Even if you don’t have e-commerce, you probably integrate some type of third-party application on your site (Facebook, Twitter, Google, etc.) And guess what? Those get updates frequently, too, and often without warning. And that sometimes makes them incompatible with your version of ColdFusion. So depending on the application, this could create a big issue or just be more of a nuisance that makes your site look sloppy. But again, you can’t use the previous version of Facebook, so you’re going to have to upgrade to a new ColdFusion, which involves a few steps (see above.)

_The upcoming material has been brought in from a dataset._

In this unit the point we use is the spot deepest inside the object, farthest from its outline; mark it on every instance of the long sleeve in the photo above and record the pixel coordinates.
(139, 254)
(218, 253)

Sometimes, a third-party (ahem, Google) puts out an update (or mandate) that means your site needs to comply or it’s going to suffer in the rankings. Your site isn’t broken, but you only have a limited amount of time until you start to feel the effects. You need someone who is skilled at ColdFusion so that they can implement the changes without messing things up or causing significant downtime. So whether it’s adding an SSL, reworking your directory structure, or making sure your site is mobile-friendly, you need a ColdFusion partner who can do it quickly and efficiently.
To the Cloud
You're being told by your hosting provider that they are keeping your "old" ColdFusion web application on an outdated hardware platform that they do not want to support any longer because of the liability. Great. They are probably charging you more for this service as well. Even better. Also, you're likely running on an old and outdated operating system that isn't supported any longer, is susceptible to security risks, and just isn’t the best scenario overall. So now what? Your easiest solution -- and one that will prevent you from getting in this situation again -- is to migrate your application to a virtual private (cloud) server. When you move to the cloud you will be on the latest and greatest software and hardware, plus have the support and reassurance you need and deserve. This is a cost-effective way to buy some time while you make decisions about the future of your ColdFusion application. Whether you decide to invest in it further or move in another direction, you will have the flexibility to do the research needed to make the right decisions...and avoid another ColdFusion emergency.
Keep Calm and ColdFusion On
So don’t assume that just because your website or web application is running on ColdFusion, emergencies spell disaster. Where there’s a trusted ColdFusion developer (like WRIS), there’s a way.